Back at his own restaurant, Cuong Franklin riffs on cao lau by cooking bacon sous vide for 24 hours before charring it and then adding his own XO sauce and egg yolk, to take the Hoi An classic somewhere altogether different.

Finally, the island of Phu Quoc off Vietnam’s southwest coast is home to bun quay, or “stirring noodles”, and Kien Xay is one of the area’s most famous purveyors.

It started out as a family soup house, but quickly grew in popularity.

Today, Kien Xay is a chain with restaurants in Ho Chi Minh City and Hanoi.


Bun quay at Kien Xay affords patrons an interactive dining experience because every diner prepares their own nuoc cham dipping sauce. This makes it a popular choice for families.

First, diners head to a counter under a hanging sign which directs readers, in English, to “make your sauce”.

Here you can spoon together your own mix of chilli, fish sauce, calamansi, salt, sugar and MSG, balancing sweet, salty, umami and sour as you see fit.

After this, patrons can watch their rice flour noodles being made.

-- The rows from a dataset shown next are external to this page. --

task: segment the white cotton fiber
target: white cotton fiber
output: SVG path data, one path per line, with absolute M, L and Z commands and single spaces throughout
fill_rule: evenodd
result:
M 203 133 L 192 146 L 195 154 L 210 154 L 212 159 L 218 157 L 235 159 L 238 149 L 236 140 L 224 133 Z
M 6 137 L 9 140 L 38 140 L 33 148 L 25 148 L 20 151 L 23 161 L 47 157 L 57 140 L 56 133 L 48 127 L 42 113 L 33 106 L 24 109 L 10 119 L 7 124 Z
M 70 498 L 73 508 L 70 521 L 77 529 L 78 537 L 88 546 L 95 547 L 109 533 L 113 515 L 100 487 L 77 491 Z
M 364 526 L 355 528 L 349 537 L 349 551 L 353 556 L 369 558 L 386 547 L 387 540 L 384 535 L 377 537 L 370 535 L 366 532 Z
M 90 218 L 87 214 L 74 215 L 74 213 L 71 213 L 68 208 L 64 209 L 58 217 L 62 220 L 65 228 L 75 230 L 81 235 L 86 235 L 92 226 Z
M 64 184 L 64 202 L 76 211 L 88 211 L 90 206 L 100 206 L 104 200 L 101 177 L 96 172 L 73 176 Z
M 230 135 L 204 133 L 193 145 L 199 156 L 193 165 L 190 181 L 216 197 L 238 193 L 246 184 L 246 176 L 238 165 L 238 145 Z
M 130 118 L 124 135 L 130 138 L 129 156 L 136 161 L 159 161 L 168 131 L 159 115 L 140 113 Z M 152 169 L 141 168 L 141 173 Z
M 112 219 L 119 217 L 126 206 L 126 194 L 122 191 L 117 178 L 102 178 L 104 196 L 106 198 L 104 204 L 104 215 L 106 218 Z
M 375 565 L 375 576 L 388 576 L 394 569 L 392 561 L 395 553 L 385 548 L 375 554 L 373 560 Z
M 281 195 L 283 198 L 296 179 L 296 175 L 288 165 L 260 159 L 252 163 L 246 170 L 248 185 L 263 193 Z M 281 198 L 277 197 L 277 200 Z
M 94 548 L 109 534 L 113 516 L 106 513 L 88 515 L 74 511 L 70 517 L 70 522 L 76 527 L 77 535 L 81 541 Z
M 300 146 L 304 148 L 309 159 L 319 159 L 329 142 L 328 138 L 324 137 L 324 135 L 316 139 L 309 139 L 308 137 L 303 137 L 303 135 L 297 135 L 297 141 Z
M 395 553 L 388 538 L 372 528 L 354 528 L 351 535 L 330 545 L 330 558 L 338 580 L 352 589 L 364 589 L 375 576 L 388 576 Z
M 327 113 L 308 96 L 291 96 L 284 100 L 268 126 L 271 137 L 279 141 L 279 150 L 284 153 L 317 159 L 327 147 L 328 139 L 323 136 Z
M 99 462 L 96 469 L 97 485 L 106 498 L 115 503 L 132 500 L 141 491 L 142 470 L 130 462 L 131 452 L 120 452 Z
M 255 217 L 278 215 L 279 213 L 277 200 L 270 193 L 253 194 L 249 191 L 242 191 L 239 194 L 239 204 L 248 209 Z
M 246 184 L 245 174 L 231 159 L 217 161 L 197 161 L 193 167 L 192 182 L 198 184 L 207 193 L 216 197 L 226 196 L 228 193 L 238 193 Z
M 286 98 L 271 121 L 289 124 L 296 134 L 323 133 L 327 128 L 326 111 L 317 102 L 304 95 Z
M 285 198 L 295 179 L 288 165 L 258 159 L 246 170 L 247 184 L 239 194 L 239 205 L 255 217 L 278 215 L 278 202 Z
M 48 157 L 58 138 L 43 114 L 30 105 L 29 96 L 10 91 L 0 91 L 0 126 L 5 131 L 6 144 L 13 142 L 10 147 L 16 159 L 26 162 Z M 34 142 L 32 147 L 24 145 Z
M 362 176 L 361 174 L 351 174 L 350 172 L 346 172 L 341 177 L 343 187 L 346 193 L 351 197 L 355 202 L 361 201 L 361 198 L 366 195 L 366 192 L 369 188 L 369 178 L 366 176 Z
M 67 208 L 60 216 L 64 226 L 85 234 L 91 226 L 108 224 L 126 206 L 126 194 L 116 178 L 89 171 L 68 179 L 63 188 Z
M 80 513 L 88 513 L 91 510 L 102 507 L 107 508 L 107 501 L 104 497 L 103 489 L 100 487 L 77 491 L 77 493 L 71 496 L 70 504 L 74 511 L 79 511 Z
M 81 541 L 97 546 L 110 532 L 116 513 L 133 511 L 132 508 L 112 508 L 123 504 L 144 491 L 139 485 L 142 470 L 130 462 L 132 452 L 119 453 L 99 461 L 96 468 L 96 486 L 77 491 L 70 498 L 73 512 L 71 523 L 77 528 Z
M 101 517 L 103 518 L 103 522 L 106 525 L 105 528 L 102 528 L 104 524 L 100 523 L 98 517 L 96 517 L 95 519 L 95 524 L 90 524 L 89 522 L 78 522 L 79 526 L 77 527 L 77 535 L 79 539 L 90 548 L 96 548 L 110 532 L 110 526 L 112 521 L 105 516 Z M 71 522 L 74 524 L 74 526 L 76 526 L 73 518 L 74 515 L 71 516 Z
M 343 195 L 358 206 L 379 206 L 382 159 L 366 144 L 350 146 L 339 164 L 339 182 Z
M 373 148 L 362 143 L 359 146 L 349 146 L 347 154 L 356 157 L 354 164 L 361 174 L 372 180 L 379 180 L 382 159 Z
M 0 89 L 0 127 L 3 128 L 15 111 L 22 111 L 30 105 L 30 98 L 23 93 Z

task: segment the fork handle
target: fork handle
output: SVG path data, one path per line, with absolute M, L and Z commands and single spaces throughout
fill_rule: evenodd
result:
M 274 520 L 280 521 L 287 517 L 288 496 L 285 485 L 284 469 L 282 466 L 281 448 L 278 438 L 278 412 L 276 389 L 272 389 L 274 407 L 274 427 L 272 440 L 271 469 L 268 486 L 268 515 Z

Chefs take a piece of dough and cut it directly into boiling water, before dividing the cooked noodles and broth between bowls, to which are added a slick of shrimp paste and a choice of proteins such as shrimp cakes, baby squid or beef.


A big fan of Kien Xay is Spanish-born Bruno Anon, the executive chef at the nearby Regent Phu Quoc hotel, whose love of noodles stems from many years of living in Asia.

“The soft, chewy white rice noodles are perfect with the shrimp, fish paste and simple, clear, slightly sweet broth. The noodles and the seafood are so fresh that all they need to cook is a splash of hot, hearty broth poured over them in the bowl,” he says.

“However, really the dipping sauce makes this soup stand out and hits all the taste buds. [It’s] sweet, sour, salty, spicy, and umami.”


To Anon, noodles are not just a dish, but a tradition and a ritual – he likens it to eating a paella dish in his hometown of Valencia.

“It’s the whole experience,” he explains. “Sharing a bowl of noodles with others [is like] sharing stories, a way of life.”

The Kien Xay restaurants were so busy on our visit that we had to visit three branches before we could get a seat with less than an hour’s wait.

But as with all of Vietnam’s sensational noodle dishes, just one taste showed exactly why they are worth the wait.